Search code examples
pythonnlpnltklemmatization

How to inverse lemmatization process given a lemma and a token?


Generally, in natural language processing, we want to get the lemma of a token.

For example, we can map 'eaten' to 'eat' using wordnet lemmatization.

Is there any tools in python that can inverse lemma to a certain form?

For example, we map 'go' to 'gone' given target form 'eaten'.

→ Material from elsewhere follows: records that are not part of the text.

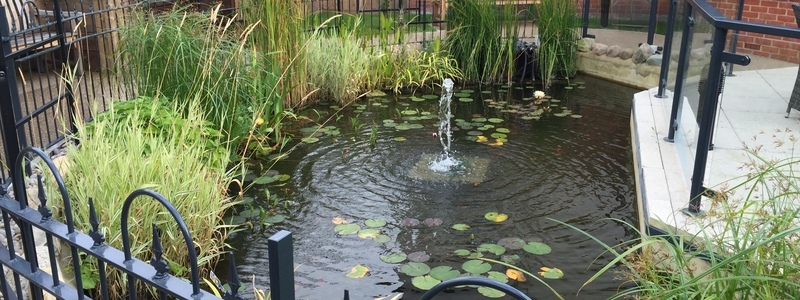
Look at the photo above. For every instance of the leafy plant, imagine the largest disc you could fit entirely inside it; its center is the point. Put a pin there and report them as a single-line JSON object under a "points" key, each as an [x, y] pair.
{"points": [[173, 162], [746, 248], [558, 22]]}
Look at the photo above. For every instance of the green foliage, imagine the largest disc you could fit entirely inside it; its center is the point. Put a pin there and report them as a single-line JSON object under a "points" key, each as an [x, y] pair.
{"points": [[338, 65], [746, 247], [558, 35], [278, 40], [173, 162], [477, 41], [187, 57]]}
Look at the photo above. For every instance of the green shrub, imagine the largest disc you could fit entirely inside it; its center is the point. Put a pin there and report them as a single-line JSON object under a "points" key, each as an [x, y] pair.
{"points": [[122, 153], [558, 34], [476, 40], [746, 246]]}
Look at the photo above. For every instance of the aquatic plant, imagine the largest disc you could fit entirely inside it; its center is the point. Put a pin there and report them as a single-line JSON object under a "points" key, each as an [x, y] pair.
{"points": [[478, 42], [558, 34], [745, 247], [173, 162]]}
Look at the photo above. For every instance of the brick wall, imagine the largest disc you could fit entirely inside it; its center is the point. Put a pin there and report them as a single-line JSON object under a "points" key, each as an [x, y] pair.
{"points": [[774, 12]]}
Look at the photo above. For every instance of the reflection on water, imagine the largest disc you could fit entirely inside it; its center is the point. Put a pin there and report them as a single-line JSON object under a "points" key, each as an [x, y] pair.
{"points": [[576, 170]]}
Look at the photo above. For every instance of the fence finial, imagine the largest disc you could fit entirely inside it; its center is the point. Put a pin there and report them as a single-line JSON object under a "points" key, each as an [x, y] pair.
{"points": [[162, 269]]}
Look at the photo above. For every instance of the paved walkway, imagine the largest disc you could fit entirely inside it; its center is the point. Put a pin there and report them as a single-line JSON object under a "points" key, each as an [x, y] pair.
{"points": [[750, 119]]}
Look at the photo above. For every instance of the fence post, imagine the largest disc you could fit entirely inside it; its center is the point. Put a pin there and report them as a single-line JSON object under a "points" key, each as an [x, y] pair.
{"points": [[281, 266]]}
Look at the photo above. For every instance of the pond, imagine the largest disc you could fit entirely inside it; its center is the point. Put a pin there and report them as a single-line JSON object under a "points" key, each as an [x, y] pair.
{"points": [[567, 158]]}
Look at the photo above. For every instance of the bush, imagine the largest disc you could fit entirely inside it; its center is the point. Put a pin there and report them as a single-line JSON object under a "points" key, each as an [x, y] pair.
{"points": [[120, 154]]}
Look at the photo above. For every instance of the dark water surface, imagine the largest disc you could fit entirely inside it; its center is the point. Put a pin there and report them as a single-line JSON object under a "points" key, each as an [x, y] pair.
{"points": [[576, 170]]}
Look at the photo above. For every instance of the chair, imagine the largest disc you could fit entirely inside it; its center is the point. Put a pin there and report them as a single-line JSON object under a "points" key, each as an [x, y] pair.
{"points": [[794, 99]]}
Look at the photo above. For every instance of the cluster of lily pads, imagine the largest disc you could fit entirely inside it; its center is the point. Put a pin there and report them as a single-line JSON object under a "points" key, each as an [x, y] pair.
{"points": [[424, 277]]}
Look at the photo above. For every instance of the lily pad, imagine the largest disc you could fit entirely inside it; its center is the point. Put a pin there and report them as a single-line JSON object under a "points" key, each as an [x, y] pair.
{"points": [[345, 229], [492, 248], [431, 222], [309, 140], [408, 222], [374, 223], [551, 273], [476, 267], [368, 233], [419, 256], [460, 227], [414, 269], [444, 273], [359, 271], [513, 243], [394, 258], [537, 248], [490, 292], [495, 120], [495, 216], [274, 219], [382, 238], [425, 283], [497, 276]]}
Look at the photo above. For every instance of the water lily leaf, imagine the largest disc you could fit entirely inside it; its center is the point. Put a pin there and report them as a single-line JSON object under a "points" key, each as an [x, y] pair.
{"points": [[409, 222], [461, 252], [460, 227], [374, 223], [516, 275], [496, 216], [476, 267], [266, 179], [368, 233], [551, 273], [444, 273], [537, 248], [430, 222], [345, 229], [492, 248], [309, 140], [425, 282], [419, 256], [495, 120], [512, 243], [497, 276], [394, 258], [382, 238], [510, 259], [359, 271], [414, 269], [490, 292], [274, 219]]}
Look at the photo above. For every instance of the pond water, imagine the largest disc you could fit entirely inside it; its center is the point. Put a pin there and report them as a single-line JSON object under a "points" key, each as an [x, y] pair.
{"points": [[573, 166]]}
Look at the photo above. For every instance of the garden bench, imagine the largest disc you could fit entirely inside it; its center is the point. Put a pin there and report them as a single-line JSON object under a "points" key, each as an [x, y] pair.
{"points": [[28, 33]]}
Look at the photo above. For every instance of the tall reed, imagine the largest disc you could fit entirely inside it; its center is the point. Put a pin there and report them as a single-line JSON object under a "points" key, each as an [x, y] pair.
{"points": [[278, 41], [476, 39], [746, 246], [558, 22]]}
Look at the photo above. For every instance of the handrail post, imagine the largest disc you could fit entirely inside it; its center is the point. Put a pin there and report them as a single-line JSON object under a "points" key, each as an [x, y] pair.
{"points": [[706, 121], [683, 65], [281, 266], [665, 58]]}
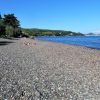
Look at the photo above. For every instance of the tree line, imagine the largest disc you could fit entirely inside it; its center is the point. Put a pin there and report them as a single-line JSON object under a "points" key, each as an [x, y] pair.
{"points": [[46, 32], [10, 27]]}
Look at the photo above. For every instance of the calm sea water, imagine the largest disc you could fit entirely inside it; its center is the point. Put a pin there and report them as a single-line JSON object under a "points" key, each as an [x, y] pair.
{"points": [[87, 41]]}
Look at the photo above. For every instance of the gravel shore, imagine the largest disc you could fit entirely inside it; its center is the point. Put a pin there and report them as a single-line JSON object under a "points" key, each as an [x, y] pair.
{"points": [[38, 70]]}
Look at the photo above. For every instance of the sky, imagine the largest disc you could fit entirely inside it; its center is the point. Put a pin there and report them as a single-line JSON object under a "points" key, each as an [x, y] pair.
{"points": [[72, 15]]}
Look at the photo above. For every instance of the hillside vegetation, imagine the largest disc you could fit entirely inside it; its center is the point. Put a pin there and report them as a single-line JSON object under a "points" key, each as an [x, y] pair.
{"points": [[46, 32]]}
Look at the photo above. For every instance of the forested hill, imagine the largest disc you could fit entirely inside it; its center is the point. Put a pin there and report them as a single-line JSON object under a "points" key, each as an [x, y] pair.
{"points": [[44, 32]]}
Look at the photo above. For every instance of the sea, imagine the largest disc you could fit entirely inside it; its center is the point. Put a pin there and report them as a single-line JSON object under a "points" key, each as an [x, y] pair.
{"points": [[86, 41]]}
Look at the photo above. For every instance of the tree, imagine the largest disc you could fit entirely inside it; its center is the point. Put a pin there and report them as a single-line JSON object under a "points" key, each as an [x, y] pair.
{"points": [[11, 20], [2, 27], [12, 24]]}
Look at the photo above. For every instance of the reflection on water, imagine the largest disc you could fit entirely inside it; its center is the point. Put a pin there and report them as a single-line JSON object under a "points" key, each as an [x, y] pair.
{"points": [[87, 41]]}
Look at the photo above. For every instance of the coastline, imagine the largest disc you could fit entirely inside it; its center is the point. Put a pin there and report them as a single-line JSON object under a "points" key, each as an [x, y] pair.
{"points": [[48, 70]]}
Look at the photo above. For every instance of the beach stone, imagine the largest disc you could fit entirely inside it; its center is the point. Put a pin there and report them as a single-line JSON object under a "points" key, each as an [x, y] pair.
{"points": [[42, 70]]}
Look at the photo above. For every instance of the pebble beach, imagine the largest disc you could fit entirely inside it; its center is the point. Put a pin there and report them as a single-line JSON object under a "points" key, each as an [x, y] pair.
{"points": [[40, 70]]}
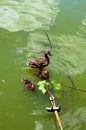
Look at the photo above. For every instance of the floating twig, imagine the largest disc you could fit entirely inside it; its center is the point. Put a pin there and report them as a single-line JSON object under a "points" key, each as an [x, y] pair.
{"points": [[54, 108]]}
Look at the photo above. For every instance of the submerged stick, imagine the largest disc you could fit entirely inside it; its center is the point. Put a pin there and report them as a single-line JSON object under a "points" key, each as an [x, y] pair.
{"points": [[52, 100], [74, 86]]}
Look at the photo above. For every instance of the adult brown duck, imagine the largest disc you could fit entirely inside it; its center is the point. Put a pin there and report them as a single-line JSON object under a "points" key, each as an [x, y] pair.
{"points": [[28, 84], [40, 62]]}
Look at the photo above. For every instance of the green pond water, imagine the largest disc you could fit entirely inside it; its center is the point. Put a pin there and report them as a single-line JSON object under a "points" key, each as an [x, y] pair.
{"points": [[20, 41]]}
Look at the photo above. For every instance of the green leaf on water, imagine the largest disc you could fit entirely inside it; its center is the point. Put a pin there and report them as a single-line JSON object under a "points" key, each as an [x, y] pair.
{"points": [[41, 85]]}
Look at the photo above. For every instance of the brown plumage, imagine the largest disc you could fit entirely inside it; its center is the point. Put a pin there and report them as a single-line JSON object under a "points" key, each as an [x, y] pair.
{"points": [[43, 74], [28, 84], [40, 62]]}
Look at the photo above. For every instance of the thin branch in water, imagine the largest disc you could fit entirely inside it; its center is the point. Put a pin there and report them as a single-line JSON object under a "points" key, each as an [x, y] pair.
{"points": [[72, 81]]}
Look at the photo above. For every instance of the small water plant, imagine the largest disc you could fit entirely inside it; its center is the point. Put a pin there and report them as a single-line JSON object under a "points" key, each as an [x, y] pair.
{"points": [[52, 85]]}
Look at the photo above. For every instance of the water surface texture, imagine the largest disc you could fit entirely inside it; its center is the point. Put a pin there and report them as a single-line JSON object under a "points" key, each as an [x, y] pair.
{"points": [[21, 40]]}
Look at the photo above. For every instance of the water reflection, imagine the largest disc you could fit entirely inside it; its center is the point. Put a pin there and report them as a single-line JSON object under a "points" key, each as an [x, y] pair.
{"points": [[27, 15]]}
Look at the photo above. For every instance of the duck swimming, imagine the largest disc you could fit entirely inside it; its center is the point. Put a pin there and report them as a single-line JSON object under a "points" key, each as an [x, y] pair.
{"points": [[28, 84], [43, 74], [40, 62]]}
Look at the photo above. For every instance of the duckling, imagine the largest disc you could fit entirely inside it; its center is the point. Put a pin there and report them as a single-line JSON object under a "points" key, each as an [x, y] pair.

PS: Someone mentions we have to store such mappings. How to un-stem a word in Python?


Solution

  • Turning a base form such as a lemma into a situation-appropriate form is called realization (or "surface realization"). Example from Wikipedia:

    NPPhraseSpec subject = nlgFactory.createNounPhrase("the", "woman");
    subject.setPlural(true);
    SPhraseSpec sentence = nlgFactory.createClause(subject, "smoke");
    sentence.setFeature(Feature.NEGATED, true);
    System.out.println(realiser.realiseSentence(sentence));
    // output: "The women do not smoke."
    

    Libraries for this are not as frequently used as lemmatizers, which generally means you have fewer options and are less likely to find a well developed library. The Wikipedia example is in Java because the most popular library supporting this is SimpleNLG.

    A quick search found pynlg, though it doesn't seem actively maintained. Alternately you can use SimpleNLG via an HTTP JSON interface provided by the Python library nlgserv.